Make sure you have the arrow package installed:

install.packages("arrow")

Basic Workflow

1. Writing Connectomes to Parquet

First, let’s create some example SPD matrices and save them to Parquet format:

library(riemtan)
library(Matrix)

# Create example connectomes (4x4 SPD matrices)
set.seed(42)
connectomes <- lapply(1:50, function(i) {
  mat <- diag(4) + matrix(rnorm(16, 0, 0.1), 4, 4)
  mat <- (mat + t(mat)) / 2  # Make symmetric
  mat <- mat + diag(4) * 0.5  # Ensure positive definite
  Matrix::pack(Matrix::Matrix(mat, sparse = FALSE))
})

# Write to Parquet format
write_connectomes_to_parquet(
  connectomes,
  output_dir = "my_connectomes",
  subject_ids = paste0("subject_", 1:50),
  provenance = list(
    study = "Example Study",
    acquisition_date = "2024-01-01",
    preprocessing = "Standard pipeline v1.0"
  )
)

This creates a directory structure:

my_connectomes/
├── metadata.json
├── matrix_0001.parquet
├── matrix_0002.parquet
├── ...
└── matrix_0050.parquet

2. Validating Parquet Directory

Before using a Parquet directory, you can validate its structure:

# Detailed validation with verbose output
validate_parquet_directory("my_connectomes", verbose = TRUE)

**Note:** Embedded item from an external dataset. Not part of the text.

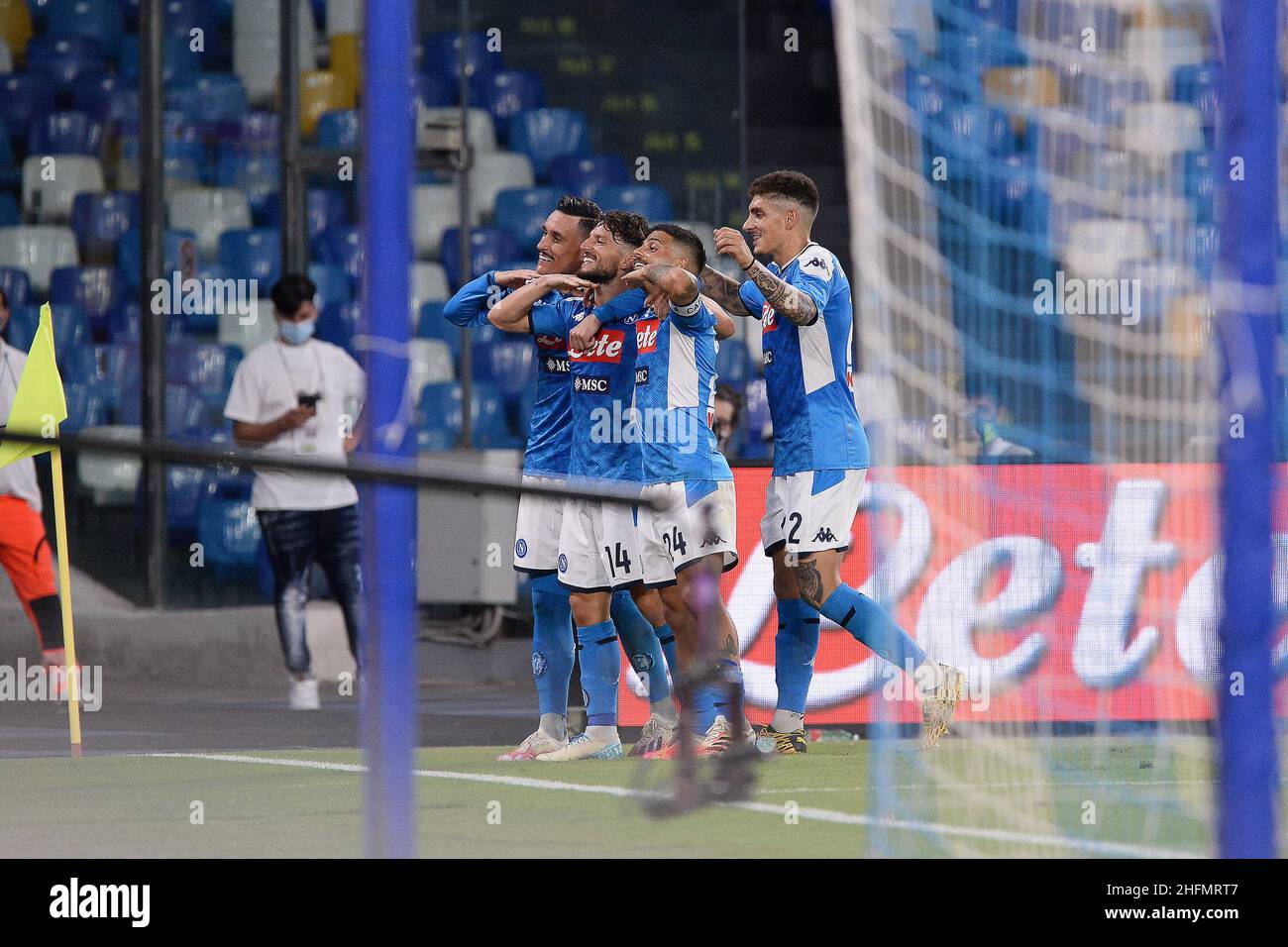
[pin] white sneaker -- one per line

3. Creating a CSample with Parquet Backend

Now use the Parquet backend to create a CSample:

# Load AIRM metric
data(airm)

# Create Parquet backend (default cache size: 10 matrices)
backend <- create_parquet_backend(
  "my_connectomes",
  cache_size = 10
)

# Create CSample with the backend
sample <- CSample$new(
  backend = backend,
  metric_obj = airm
)

# Sample info
print(paste("Sample size:", sample$sample_size))
print(paste("Matrix dimension:", sample$matrix_size))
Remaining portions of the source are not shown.